As silicon technology migrates from 0.18 micron to 0.13 micron and below, it has become possible to integrate a large number of processors and peripheral devices and more than 1 Mbyte of SRAM on a single chip. System-on-chip design thus becomes more attractive for a wide range of high-performance, low-power digital signal processing applications that are traditionally implemented using multiple silicon chips on a board. The SoC approach is necessary not only for small-form-factor, handheld devices but also for telecom central-office applications, where ultrahigh channel density per square inch and board and power limitations are the most important factors.
SoC design poses new challenges to chip designers in system architecture definition, logic design, system intellectual-property integration, functional verification, place and route, testing, system software development and debug. It requires new design methodologies and tools and a different skill set than traditional ASIC chip design. The following case study illustrates the new challenges and describes the methodologies 3DSP is using to address them.
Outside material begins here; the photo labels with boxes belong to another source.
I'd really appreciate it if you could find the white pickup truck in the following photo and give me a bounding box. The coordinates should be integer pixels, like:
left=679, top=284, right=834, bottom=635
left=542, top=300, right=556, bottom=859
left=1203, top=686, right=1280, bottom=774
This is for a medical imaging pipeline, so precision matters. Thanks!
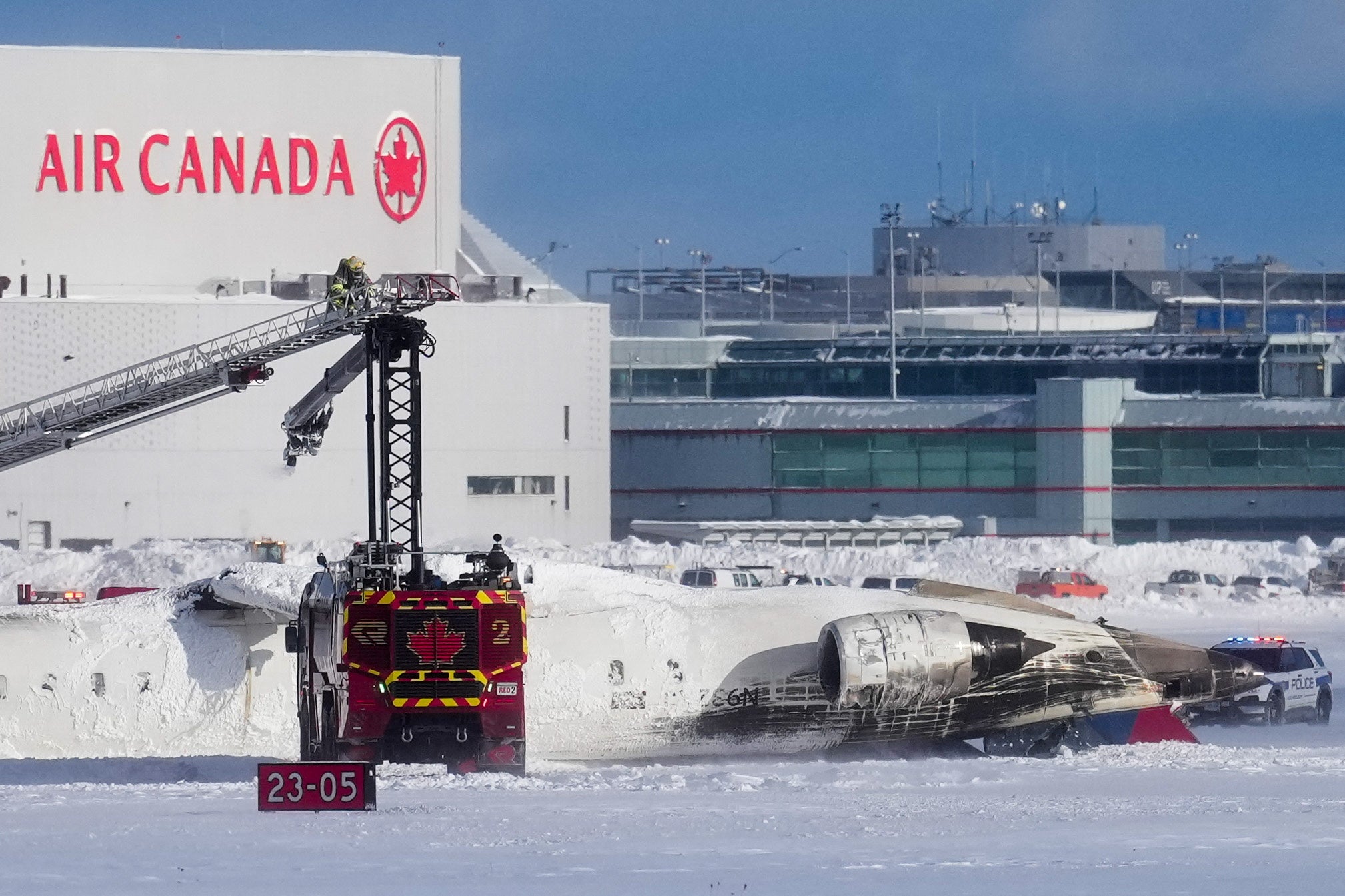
left=1144, top=570, right=1229, bottom=598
In a telecom central-office access gateway application, the DSP subsystem needs to support a wide variety of media access standards and modem protocols at an extremely high channel density (OC-3, OC-12, OC-48 and beyond). The end system also has strict form area restrictions and power limitations.
In a traditional design methodology, the system designer would come up with a preliminary system requirement document, search for standard DSP chip sets that satisfy the requirement and then build the board to fit the chip set. Because the system design is determined by the chip set, which is designed by chip designers who may not be familiar with end systems, the end system often is not optimized for the application.
We took a different approach to SoC design. The architecture definition started from the system board design, and the system designers decided what the chip specification should be. For the application in question, we determined from system analysis that eight DSPs per chip would be optimal for the board design. Because the chip would support different communication standards that had different Mips and memory requirements, we carefully analyzed external memory bandwidth needs, since bandwidth rather than DSP processing power is the primary bottleneck for certain applications.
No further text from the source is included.